Sehr geehrte Frau Badenberg,
die Durchsuchungen bei der Letzten Generation haben eine große Kontroverse ausgelöst. Auch Sie wurden in den „Tagesthemen“ dazu interviewt und ernteten im Anschluss viel Kritik. Renate Künast betitelte Ihren Auftritt als „peinlichstes Interview des Tages“. Die Aktivistin Emily Laquer schrieb, dass da auch kein Medientraining mehr helfe. Obwohl ich mit den beiden sonst oft übereinstimme, merke ich, dass ich mich in diesem Fall auf Ihrer Seite wiederfinde.
Sicherlich kann man einige Ihrer Aussagen bewusst falsch verstehen wollen, um Ihnen einen Strick daraus zu drehen. Auch der Überzeugung, dass das Strafgesetzbuch der Konsens ist, der unser Zusammenleben regelt, würde ich widersprechen. Für mich bildet das Grundgesetz diesen Rahmen. Dennoch merke ich, wie es mich stört, dass Sie so mit Häme übergossen werden.

Der Tag der Hausdurchsuchungen war hektisch, unübersichtlich und in Teilen überfordernd, die Informationslage änderte sich minütlich. Das haben wir auch in unserer anberaumten Pressekonferenz gemerkt, als wir vor laufenden Kameras wenig souverän reagiert haben, weil wir es besonders gut und richtig machen wollten. Diesen Anspruch, es gut und richtig zu machen, ehrlich zu sein, merke ich auch Ihrem Auftritt in den „Tagesthemen“ an, und das freut mich, weil es sich so abhebt von dem Zynismus, der Abgekochtheit und blanken Machtpolitik, die aus so vielen anderen Interviews mit Politikern spricht.
Ich bin mir sicher, dass auch Ihnen bewusst ist, wie riesig die Bedrohung durch die Klimakrise ist.

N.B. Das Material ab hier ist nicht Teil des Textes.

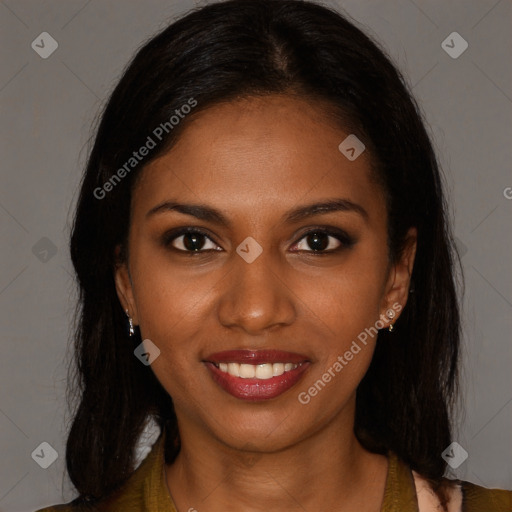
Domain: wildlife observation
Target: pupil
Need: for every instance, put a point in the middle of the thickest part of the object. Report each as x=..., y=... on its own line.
x=190, y=244
x=315, y=241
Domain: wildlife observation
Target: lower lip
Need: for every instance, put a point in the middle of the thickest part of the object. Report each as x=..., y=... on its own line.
x=257, y=389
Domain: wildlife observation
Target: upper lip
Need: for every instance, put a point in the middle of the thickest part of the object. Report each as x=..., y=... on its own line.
x=256, y=357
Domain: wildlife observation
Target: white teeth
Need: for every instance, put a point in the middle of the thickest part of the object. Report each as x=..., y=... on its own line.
x=264, y=371
x=259, y=371
x=234, y=369
x=247, y=371
x=277, y=369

Dass sie unsere Lebensgrundlagen und unsere Gesellschaft in ihren Grundfesten bedroht. Noch nie in der Geschichte der Menschheit war es global so warm wie heute – wir haben den sicheren Boden verlassen.

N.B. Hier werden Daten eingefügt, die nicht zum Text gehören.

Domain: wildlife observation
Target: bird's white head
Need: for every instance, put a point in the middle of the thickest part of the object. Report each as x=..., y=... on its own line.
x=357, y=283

Sie als Justizsenatorin und wir als Bewegung des zivilen Ungehorsams scheinen auf den ersten Blick auf verschiedenen Seiten zu stehen. Aber ich glaube, dass wir an die gleichen demokratischen Werte glauben, und uns ist es ein großes Anliegen, möglichst viel und ausführlich über Lösungen für diese Krise ins Gespräch zu kommen – mit der Redaktion ist vereinbart, dass sie Ihnen unsere Kontaktdaten schickt, und es würde mich sehr freuen, wenn Sie von diesem Angebot Gebrauch machen würden.